- Раньше? – грустно усмехнулась я. – Мы с Димой уже пять лет вместе. Он учился на класс старше. У нас почти все из Москвы были, а мы из Петербурга. Когда окончил школу, вернулся домой, год только через интернет общались. А до этого… Ну приехал бы ты в Прагу, встретил меня на улице. И что? Двадцатилетние парни не обращают внимание на пятнадцатилетних девочек.
- Да, ты права. Знаешь, так странно. Мы знакомы всего несколько часов, а мне кажется, что всегда тебя знал.
- Мне тоже. И странно, и так кажется. Но это такой хороший день. И я буду тебя вспоминать.
- И я тебя.
Мы посидели еще немного и пошли по дорожкам вниз, но руку мою Алеш так и не отпустил. Держал крепко и мягко поглаживал пальцами ладонь. От них по всему телу разбегались тысячи крошечных мурашек на щекотных лапках. И разливалось тепло, от которого начинало знобить.
Я вдруг представила, почти почувствовала, как его губы касаются моих – сначала легко, невесомо, потом твердо, настойчиво. Язык раздвигает их, проскальзывает вовнутрь, встречается с моим. Руки пробираются под одежду, избавляют меня от нее, неторопливо, нежно ласкают грудь, опускаются ниже… Тепло сменилось лихорадочным жаром, когда воображение нарисовало яркую до дрожи картину: я занимаюсь любовью с парнем, о существовании которого не подозревала еще сегодня утром. И мне стало невыносимо стыдно, как будто изменила Диме не мысленно, а на самом деле.

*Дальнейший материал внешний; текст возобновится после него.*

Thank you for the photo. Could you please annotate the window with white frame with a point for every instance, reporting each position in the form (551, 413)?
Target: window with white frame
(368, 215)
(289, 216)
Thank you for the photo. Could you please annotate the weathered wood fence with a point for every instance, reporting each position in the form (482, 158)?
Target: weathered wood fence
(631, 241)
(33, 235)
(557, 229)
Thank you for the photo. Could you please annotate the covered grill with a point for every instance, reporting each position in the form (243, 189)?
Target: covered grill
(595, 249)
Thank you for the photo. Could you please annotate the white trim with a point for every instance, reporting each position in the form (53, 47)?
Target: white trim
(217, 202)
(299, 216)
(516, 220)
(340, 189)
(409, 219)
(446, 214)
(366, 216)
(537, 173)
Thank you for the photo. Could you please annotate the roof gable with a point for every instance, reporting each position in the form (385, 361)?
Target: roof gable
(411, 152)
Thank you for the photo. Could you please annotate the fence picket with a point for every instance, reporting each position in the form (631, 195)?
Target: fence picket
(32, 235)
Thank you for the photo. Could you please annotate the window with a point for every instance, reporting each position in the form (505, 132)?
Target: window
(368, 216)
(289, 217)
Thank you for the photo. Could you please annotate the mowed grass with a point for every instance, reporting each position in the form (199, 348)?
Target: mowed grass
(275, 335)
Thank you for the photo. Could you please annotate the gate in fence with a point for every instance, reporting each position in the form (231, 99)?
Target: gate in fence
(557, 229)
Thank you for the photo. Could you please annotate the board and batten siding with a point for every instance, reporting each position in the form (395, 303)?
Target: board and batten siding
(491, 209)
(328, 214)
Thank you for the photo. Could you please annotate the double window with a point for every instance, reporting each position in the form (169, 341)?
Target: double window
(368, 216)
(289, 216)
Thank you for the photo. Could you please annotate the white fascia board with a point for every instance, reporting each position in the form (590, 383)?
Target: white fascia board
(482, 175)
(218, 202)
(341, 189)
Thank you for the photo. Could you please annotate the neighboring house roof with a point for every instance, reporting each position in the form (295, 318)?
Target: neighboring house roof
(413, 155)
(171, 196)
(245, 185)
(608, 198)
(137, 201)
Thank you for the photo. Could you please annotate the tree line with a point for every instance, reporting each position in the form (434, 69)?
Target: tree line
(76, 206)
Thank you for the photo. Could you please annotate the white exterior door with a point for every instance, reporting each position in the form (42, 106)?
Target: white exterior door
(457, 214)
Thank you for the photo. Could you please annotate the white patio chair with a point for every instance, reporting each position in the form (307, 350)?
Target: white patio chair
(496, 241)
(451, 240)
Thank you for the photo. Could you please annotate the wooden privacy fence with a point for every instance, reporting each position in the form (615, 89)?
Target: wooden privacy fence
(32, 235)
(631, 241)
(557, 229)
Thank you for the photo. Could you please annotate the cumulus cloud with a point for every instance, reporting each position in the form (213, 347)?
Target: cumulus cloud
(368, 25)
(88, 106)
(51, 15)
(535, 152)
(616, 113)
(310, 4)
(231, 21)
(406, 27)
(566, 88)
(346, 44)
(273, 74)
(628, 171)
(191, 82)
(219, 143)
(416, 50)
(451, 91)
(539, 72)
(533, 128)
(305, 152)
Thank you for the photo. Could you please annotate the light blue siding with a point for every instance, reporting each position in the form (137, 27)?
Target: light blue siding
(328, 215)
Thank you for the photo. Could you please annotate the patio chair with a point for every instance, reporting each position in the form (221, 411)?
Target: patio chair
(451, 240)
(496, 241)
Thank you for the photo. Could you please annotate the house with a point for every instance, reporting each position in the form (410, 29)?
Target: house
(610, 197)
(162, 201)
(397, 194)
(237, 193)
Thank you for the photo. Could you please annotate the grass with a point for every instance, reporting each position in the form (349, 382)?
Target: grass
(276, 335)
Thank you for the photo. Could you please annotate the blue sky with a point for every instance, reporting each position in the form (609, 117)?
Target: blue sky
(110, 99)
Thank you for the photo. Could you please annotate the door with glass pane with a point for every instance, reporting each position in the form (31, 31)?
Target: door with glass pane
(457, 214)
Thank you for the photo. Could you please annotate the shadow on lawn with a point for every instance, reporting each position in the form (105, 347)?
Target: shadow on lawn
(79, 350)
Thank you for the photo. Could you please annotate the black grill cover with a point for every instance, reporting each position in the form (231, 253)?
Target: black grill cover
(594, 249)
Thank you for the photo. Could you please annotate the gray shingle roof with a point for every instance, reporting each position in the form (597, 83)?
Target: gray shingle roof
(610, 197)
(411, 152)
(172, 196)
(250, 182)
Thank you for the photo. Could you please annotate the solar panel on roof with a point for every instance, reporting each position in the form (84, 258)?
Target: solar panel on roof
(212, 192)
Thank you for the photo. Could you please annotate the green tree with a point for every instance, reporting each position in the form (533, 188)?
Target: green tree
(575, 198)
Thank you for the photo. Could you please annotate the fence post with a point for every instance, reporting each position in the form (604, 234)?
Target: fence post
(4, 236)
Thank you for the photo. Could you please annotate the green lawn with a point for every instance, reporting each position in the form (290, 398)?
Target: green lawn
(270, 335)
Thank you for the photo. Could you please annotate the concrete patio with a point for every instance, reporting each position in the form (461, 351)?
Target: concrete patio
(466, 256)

Уже начало смеркаться, когда мы зашли перекусить в маленькую пивную – господу. Из тех, куда не ходят туристы. Где пан чишник держит на особой полке пронумерованные кружки для постоянных клиентов. Мы сидели за столиком в углу, пили деситку – светлое десятиградусное пиво, ели шпикачки с горчицей. У стойки на высоком табурете читал газету пожилой краснолицый пан. Он пил пиво из большой кружки, время от времени наклоняясь, чтобы дать полакать из нее своей таксе, которая смирно сидела на полу.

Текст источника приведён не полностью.